Snapper fishing in the harbour has been pretty consistent. What you can rely on is lots of small snapper and lots of red weed fouling your hooks and bait. You can absolutely guarantee that every day will be different. Don’t let those opening comments put you off though as with the right approach there are some very nice snapper around and in good numbers too.
To get around the small fish, use large hooks, my preference is 8/0 recurve hooks. To avoid the weed, fish shallow or in known low current areas and clear your line regularly. Even the smallest trace of that stringy red weed will stop fish from taking your bait. As for every day being different, the weather, tides and the mood of the fish all play a part and that's the challenge right there.
I look for structure such as where the Waiuku Channel merges with the Papakura Channel or areas with some form of structure on the bottom. Even the edges of the channels can be worth a shot. Deeper water can work well too, especially if you are a couple of hours each side of slack water.
There are still plenty of kingfish around but gurnard can be harder to find and that’s unlikely to change for another month or so.
Meanwhile, out across the mighty Manukau bar, snapper have been harder to find. When you do find them, the searching is all worthwhile with some good fish filling anglers bins. Torpedo fishermen are doing well when the swell is down, with fish to 15lb featuring in some catches.
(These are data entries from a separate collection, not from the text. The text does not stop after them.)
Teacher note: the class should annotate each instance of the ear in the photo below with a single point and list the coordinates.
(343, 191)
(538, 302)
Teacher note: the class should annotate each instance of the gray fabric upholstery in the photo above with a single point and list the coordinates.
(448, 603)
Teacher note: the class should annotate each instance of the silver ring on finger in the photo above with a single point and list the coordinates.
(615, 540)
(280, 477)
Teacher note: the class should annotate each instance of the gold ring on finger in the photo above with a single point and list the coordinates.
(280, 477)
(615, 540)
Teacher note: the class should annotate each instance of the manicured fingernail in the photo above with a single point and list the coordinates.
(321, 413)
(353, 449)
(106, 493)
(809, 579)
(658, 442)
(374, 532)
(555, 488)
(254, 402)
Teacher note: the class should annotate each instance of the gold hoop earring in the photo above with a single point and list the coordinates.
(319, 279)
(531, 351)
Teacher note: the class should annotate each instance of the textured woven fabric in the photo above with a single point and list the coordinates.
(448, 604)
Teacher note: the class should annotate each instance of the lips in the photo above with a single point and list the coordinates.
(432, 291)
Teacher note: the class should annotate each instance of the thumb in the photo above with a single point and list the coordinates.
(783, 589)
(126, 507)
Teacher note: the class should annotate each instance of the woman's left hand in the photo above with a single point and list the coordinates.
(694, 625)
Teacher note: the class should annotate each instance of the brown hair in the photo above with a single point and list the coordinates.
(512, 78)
Marlin will still be about but with not many boats getting out over the last week, where they show up is anyone’s guess. Recently an experienced angler lost a large blue marlin ‘well over 300kg’ after a three or four hour battle when the leader parted as the got the fish to the boat.
Blue marlin aren’t a common catch out west but the angler has caught many others both here and overseas and I have no doubt about the authenticity of this fishing tale! This fish was hooked in 120m, shallow for a blue but that is where most fish have been caught over the last month or so.